We have not considered and we render no opinion on any aspect of law other than as expressly set forth below. Additional issues may exist that could affect the U.S. federal tax treatment of the Business Combination, and this opinion does not consider or provide a conclusion with respect to any additional issues.

 

The opinion set forth below is based upon the Internal Revenue Code of 1986, as amended (the “Code”), the U.S. Treasury Regulations promulgated thereunder, administrative rulings, judicial decisions, and other applicable authorities, all as available and in effect on the date hereof. The statutory provisions, regulations, and interpretations upon which our opinion is based are subject to change, and any such change could apply retroactively.
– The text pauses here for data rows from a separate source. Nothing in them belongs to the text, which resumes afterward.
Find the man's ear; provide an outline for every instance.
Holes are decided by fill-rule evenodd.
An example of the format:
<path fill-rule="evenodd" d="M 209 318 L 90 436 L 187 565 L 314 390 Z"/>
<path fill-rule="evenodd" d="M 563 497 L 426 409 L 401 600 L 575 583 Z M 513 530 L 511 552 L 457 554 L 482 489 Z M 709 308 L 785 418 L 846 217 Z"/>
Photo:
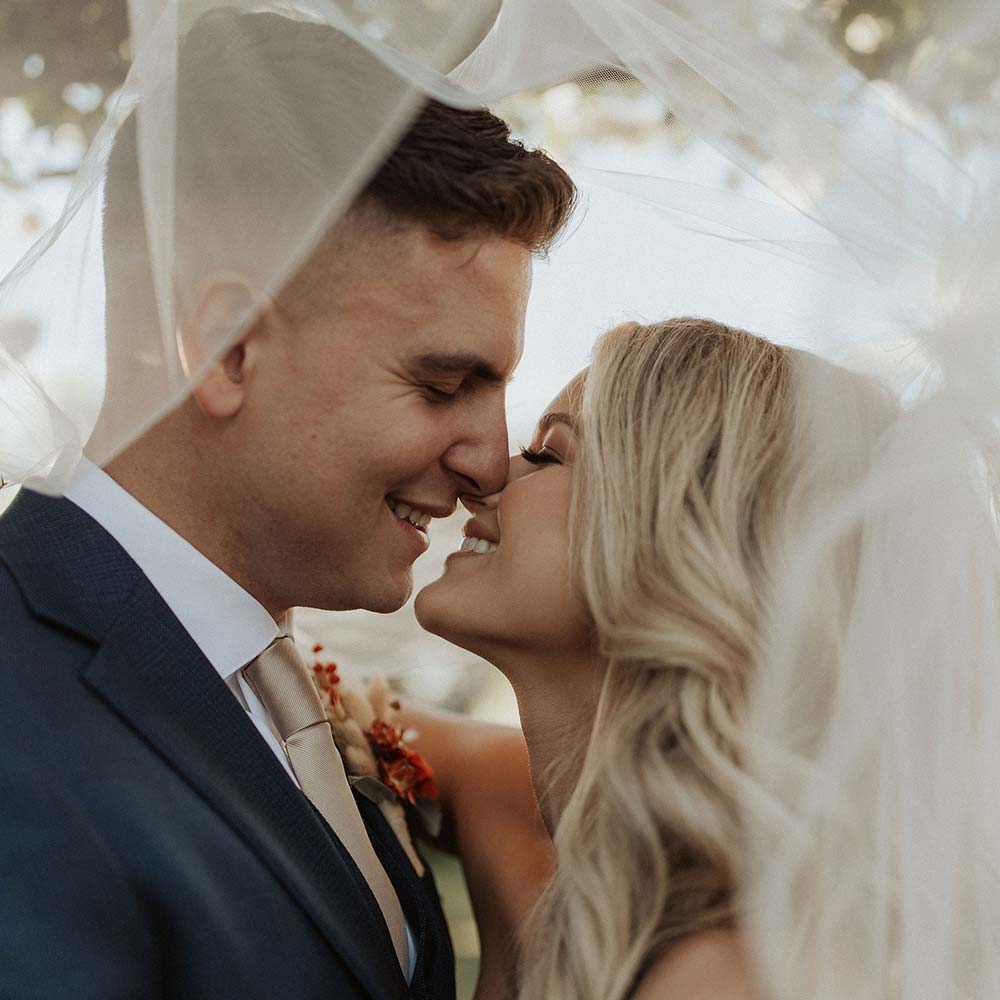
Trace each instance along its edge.
<path fill-rule="evenodd" d="M 190 320 L 178 331 L 178 348 L 189 377 L 198 379 L 191 395 L 207 417 L 227 420 L 243 406 L 266 336 L 270 307 L 256 299 L 239 274 L 214 276 L 203 288 Z M 241 330 L 221 355 L 219 344 Z M 211 358 L 203 368 L 203 359 Z"/>

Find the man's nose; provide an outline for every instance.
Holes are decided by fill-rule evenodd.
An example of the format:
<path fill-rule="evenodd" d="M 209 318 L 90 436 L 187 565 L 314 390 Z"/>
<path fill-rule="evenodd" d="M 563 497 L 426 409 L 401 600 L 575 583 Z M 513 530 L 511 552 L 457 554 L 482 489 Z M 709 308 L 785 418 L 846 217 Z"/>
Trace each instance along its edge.
<path fill-rule="evenodd" d="M 507 420 L 502 411 L 445 455 L 445 465 L 465 483 L 462 493 L 474 498 L 490 497 L 503 489 L 508 462 Z"/>

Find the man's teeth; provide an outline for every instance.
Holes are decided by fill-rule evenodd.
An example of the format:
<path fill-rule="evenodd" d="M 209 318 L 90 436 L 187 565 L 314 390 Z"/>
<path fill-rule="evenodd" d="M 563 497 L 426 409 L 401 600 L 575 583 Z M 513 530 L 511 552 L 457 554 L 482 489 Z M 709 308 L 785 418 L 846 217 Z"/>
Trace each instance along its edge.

There can be no assurance that positions contrary to those stated in our opinion will not be asserted by the Internal Revenue Service (“IRS”) and (as customary in transactions of this type) no rulings will be obtained from the IRS regarding the U.S. federal income tax consequences of the Business Combination or otherwise in connection with the transactions effected pursuant to the Business Combination Agreement (and any other documents or agreements executed in connection with the transactions contemplated thereunder). This opinion is being delivered prior to the consummation of the Business Combination and therefore is prospective and dependent on future events. The opinion expressed below is as of the date hereof only, and we express no opinion as to, and assume no responsibility for, the effect of any fact or circumstance occurring, or of which we learn, subsequent to the date of this opinion letter, including, without limitation, legislative and other changes in the law or changes in circumstances affecting any party. We assume no responsibility to update this opinion letter for, or to advise you of, any such facts or circumstances of which we become aware, regardless of whether or not they affect the opinions expressed in this opinion letter.

 

Based upon and subject to the foregoing, and subject to the qualifications, assumptions and limitations contained herein and in the section in the Registration Statement under the heading “Certain U.S. Federal Income Tax Considerations”, it is our opinion that the Merger, the Conversion and the Exchange, taken together, should be treated for U.S. federal income tax purposes as a transaction described Section 351 of the Code. We express no opinion on the potential qualification of the Merger as a “reorganization” within the meaning of Section 368(a) of the Code, nor do we express any opinion on the U.S. federal income tax consequences of the Business Combination pursuant to Section 367 or Section 7874 of the Code or the passive foreign investment company rules.

 

This opinion is furnished to you solely for use in connection with the Registration Statement. We hereby consent to the filing of this opinion with the Securities and Exchange Commission as an exhibit to the Registration Statement, and to the references therein to us. In giving such consent, we do not hereby admit that we are in the category of persons whose consent is required under Section 7 of the Securities Act of 1933, as amended, or the rules and regulations of the Securities and Exchange Commission thereunder.